E então eu
não fui admitido pela maior linha aérea do País...
Era a única
que poderia me contratar com aquele nível de experiência.
E agora o
quê?
Do topo das
minhas duzentas e poucas horas de voo, abandonei o meu emprego como funcionário
público em São Paulo (até dessa fonte eu já bebi!) com habilitações para
Aeronaves Multimotoras e de Voo por Instrumentos “quentinhas” dentro da
carteira, ali no bolso de trás dos meus velhos e surrados jeans e ... voltei
pra casa, em Americana.
Acontece que
na época, as outras linhas aéreas só contratavam pilotos com mais de 1500 horas
de voo, oriundos da Aviação Geral Executiva.
Então, era
uma boa ideia arranjar algo pra voar!
Fazendeiros
e empresários da região adquiriam monomotores bem bacanas!

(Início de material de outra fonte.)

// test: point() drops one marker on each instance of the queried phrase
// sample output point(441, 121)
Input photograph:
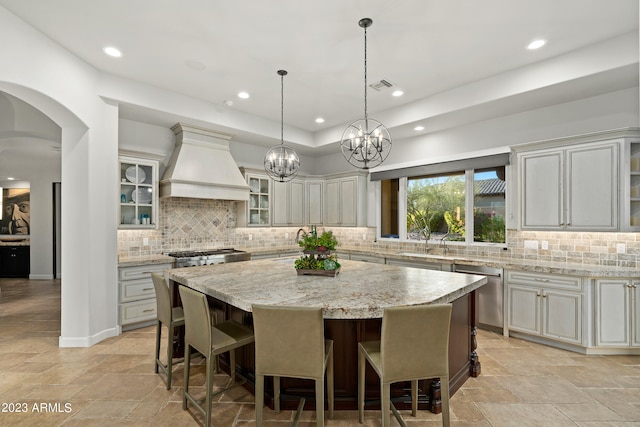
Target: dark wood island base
point(346, 333)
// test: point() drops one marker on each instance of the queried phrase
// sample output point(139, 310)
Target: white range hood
point(201, 166)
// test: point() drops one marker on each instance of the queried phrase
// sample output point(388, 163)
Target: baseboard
point(87, 341)
point(40, 276)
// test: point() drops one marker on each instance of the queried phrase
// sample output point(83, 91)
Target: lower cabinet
point(545, 305)
point(617, 312)
point(136, 295)
point(15, 261)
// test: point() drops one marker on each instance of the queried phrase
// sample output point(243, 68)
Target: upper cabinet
point(259, 205)
point(632, 193)
point(288, 203)
point(345, 201)
point(138, 193)
point(571, 187)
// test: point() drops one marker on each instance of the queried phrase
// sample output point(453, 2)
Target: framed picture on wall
point(16, 211)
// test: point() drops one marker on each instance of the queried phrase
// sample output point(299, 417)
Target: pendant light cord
point(365, 74)
point(282, 108)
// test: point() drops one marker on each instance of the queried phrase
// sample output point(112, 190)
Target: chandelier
point(365, 143)
point(281, 162)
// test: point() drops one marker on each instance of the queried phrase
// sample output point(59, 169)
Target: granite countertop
point(359, 291)
point(580, 270)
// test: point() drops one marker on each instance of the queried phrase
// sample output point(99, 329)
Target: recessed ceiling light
point(112, 51)
point(536, 44)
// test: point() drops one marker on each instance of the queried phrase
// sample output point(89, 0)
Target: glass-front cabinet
point(138, 193)
point(259, 200)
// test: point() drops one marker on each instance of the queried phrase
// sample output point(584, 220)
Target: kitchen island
point(353, 303)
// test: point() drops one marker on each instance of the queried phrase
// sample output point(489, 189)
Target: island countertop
point(360, 290)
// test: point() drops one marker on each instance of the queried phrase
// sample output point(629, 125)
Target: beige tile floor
point(113, 384)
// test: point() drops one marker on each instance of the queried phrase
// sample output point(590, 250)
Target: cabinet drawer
point(544, 280)
point(133, 290)
point(141, 271)
point(138, 311)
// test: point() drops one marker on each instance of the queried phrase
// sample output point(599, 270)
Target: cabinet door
point(612, 312)
point(541, 190)
point(314, 204)
point(523, 309)
point(592, 190)
point(280, 214)
point(138, 193)
point(348, 202)
point(332, 202)
point(562, 315)
point(296, 203)
point(635, 313)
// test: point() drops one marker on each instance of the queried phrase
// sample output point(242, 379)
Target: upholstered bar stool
point(290, 343)
point(210, 340)
point(171, 317)
point(414, 345)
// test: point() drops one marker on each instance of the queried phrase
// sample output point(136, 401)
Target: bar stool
point(414, 344)
point(210, 340)
point(171, 317)
point(290, 343)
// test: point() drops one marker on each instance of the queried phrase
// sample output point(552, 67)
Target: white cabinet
point(617, 313)
point(545, 305)
point(345, 201)
point(314, 193)
point(632, 151)
point(259, 205)
point(571, 188)
point(288, 203)
point(138, 193)
point(136, 295)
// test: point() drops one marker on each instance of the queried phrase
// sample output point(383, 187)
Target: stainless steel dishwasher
point(489, 298)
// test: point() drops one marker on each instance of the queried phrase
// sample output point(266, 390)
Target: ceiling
point(211, 50)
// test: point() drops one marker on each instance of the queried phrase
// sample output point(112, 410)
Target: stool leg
point(320, 403)
point(259, 399)
point(361, 367)
point(158, 337)
point(385, 404)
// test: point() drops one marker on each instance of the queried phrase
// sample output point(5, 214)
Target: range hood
point(201, 166)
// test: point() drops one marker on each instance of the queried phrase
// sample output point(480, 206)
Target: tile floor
point(113, 384)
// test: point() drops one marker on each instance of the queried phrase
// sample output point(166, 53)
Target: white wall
point(66, 91)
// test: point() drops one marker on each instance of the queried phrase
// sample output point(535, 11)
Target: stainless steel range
point(208, 257)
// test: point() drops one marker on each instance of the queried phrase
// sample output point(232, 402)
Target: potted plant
point(319, 258)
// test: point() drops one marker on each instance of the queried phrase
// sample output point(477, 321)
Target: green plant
point(312, 242)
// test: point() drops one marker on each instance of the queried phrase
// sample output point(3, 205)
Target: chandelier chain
point(365, 73)
point(282, 108)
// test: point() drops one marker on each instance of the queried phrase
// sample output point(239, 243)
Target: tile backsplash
point(203, 224)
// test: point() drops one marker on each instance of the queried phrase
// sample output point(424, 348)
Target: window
point(466, 205)
point(489, 206)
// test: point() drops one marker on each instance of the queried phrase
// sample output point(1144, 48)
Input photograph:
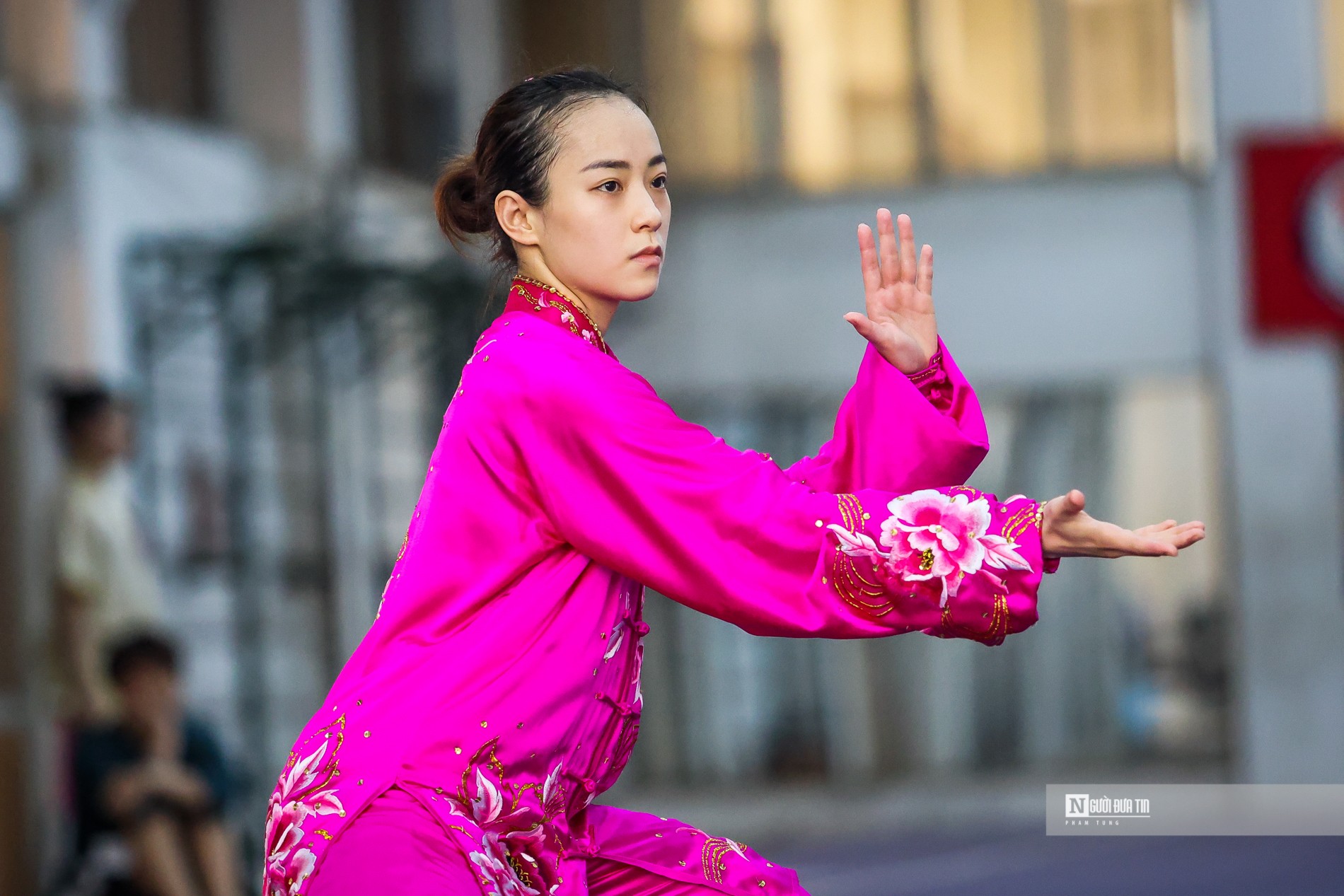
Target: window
point(835, 93)
point(168, 57)
point(406, 85)
point(1332, 55)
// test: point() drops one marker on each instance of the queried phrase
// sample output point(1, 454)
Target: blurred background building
point(224, 206)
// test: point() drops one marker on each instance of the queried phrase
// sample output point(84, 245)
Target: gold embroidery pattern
point(566, 304)
point(712, 857)
point(996, 632)
point(848, 581)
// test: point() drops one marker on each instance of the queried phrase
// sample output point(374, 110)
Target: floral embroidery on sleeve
point(304, 791)
point(930, 537)
point(514, 830)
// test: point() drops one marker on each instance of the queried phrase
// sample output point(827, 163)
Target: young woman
point(497, 691)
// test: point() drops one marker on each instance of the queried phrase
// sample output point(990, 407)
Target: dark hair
point(79, 401)
point(137, 651)
point(515, 147)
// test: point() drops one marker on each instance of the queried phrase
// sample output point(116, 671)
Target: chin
point(642, 288)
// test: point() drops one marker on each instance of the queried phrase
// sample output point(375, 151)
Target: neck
point(598, 308)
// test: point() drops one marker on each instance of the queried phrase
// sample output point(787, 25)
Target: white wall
point(1035, 281)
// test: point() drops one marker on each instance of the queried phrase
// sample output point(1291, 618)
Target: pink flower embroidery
point(932, 535)
point(303, 791)
point(492, 864)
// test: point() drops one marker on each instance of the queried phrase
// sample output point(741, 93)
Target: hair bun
point(458, 202)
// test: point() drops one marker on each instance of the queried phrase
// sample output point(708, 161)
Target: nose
point(647, 214)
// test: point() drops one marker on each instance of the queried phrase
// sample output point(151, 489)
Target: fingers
point(869, 264)
point(908, 248)
point(887, 255)
point(924, 280)
point(1072, 501)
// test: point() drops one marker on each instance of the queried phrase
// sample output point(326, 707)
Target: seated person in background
point(158, 776)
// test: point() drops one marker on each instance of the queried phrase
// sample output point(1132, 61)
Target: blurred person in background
point(497, 691)
point(104, 581)
point(156, 779)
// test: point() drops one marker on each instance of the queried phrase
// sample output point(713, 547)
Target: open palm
point(898, 294)
point(1067, 531)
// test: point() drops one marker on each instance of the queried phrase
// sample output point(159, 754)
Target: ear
point(518, 218)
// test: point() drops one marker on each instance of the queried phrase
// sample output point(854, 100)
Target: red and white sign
point(1294, 206)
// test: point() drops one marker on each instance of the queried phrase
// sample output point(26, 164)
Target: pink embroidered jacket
point(500, 680)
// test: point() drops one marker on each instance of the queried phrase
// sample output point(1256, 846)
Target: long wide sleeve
point(900, 433)
point(664, 501)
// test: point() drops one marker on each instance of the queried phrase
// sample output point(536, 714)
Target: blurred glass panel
point(700, 55)
point(846, 91)
point(985, 82)
point(1121, 81)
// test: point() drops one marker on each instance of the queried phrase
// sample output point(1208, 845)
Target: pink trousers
point(395, 848)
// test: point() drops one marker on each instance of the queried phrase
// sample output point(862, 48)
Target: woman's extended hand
point(1067, 533)
point(898, 294)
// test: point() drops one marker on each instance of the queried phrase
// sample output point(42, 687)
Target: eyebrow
point(621, 164)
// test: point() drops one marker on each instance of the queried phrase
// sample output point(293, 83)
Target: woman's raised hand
point(1066, 531)
point(898, 294)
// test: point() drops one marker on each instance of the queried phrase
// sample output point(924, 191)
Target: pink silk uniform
point(499, 684)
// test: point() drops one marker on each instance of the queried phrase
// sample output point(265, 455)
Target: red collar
point(527, 294)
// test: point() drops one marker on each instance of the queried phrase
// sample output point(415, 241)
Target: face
point(606, 206)
point(107, 436)
point(148, 692)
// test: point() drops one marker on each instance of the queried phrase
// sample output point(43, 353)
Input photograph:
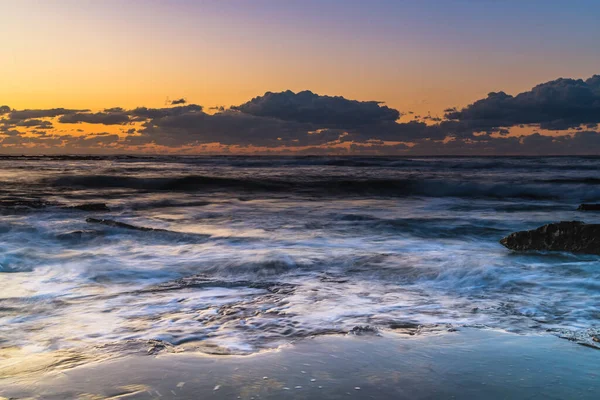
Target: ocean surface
point(248, 253)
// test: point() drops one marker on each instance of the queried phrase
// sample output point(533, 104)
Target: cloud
point(104, 118)
point(142, 113)
point(305, 121)
point(228, 128)
point(555, 105)
point(43, 113)
point(326, 111)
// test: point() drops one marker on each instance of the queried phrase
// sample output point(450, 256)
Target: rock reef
point(569, 236)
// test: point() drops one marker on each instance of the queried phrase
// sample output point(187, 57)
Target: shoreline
point(469, 363)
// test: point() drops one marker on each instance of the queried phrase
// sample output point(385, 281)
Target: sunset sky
point(418, 57)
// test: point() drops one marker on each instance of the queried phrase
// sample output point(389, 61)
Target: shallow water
point(261, 251)
point(470, 364)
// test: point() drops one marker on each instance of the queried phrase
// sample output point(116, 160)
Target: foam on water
point(264, 255)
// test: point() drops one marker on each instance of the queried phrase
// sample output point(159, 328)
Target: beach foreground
point(466, 364)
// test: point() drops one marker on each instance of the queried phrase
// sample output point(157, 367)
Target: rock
point(90, 207)
point(117, 224)
point(80, 235)
point(571, 236)
point(364, 330)
point(589, 207)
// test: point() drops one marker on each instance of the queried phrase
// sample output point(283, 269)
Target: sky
point(419, 58)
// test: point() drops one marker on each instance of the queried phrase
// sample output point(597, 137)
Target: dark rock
point(24, 203)
point(571, 236)
point(363, 330)
point(117, 224)
point(80, 235)
point(90, 207)
point(589, 207)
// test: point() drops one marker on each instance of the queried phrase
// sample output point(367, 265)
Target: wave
point(332, 186)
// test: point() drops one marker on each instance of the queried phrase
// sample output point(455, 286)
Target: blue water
point(261, 251)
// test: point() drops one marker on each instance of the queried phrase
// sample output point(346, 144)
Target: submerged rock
point(571, 236)
point(90, 207)
point(589, 207)
point(360, 330)
point(117, 224)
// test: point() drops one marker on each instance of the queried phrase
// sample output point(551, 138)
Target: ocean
point(244, 254)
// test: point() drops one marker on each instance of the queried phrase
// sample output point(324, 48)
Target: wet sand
point(466, 364)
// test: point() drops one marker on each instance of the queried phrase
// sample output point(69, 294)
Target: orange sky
point(421, 56)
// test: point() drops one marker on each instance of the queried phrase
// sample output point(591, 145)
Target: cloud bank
point(561, 117)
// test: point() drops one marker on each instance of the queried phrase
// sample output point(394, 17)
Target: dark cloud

Ótimos para o emprego em suas viagens de negócios!
Maravilhosos,
para que um moleque de 23 anos, “Prisioneiro de um estado de espírito” (como
diria Richard Bach) adquirisse experiência de voo e faturasse um dinheiro!
Tem um
sujeito que era amigo do meu pai, que faz tempo que eu não vejo...
Desde a
época do Aeromodelismo.
José Haas de
Azevedo, o “Zito”, aviador fantástico, muitos traslados entre Brasil e EUA,
dezenas de milhares de horas de voo...Ele tem uma oficina de manutenção lá no
Aeroporto Municipal.
Seria uma
boa ideia dar uma passada lá na Pirâmide, tomar um café, bater um papo, e assim
voltar ao ambiente empoeirado das cabeceiras 12/30.
Um dia tomei
coragem e apareci por lá.
O velho Zito
(pra mim o Azevedo sempre foi velho) estava lá, soldando uns tubos de aço 4130.
Ainda com a
máscara, ele olhou pra mim, e disse:
- Cê não é o
filho do Zé Arcaro?
- Sim Seu
Azevedo!
Eu sou o Zé
Roberto Arcaro, o Filho!
Daí pra
frente foi só alegria!
Frequentava
a oficina dia sim, dia não.
Alguns
traslados importantes!
Cessnas 172
entregues em Amarais, Cessnas 182 em Monte Verde, Corisco Turbo em Araraquara!
Depois desse
eu fiquei 2 dias sem dormir! Que nave era essa que tinha “perfil de Mustang” em
suas asas? Pelo menos era o que dizia a propaganda da Embraer, na Aviação em
Revista...
Eu tinha
paciência...
Um dia o
Zito me disse, assim do nada, tomando uma cerveja no final de uma das tardes:
- Tem algum compromisso amanhã cedo?
Nem precisava perguntar! Era claro que eu não tinha!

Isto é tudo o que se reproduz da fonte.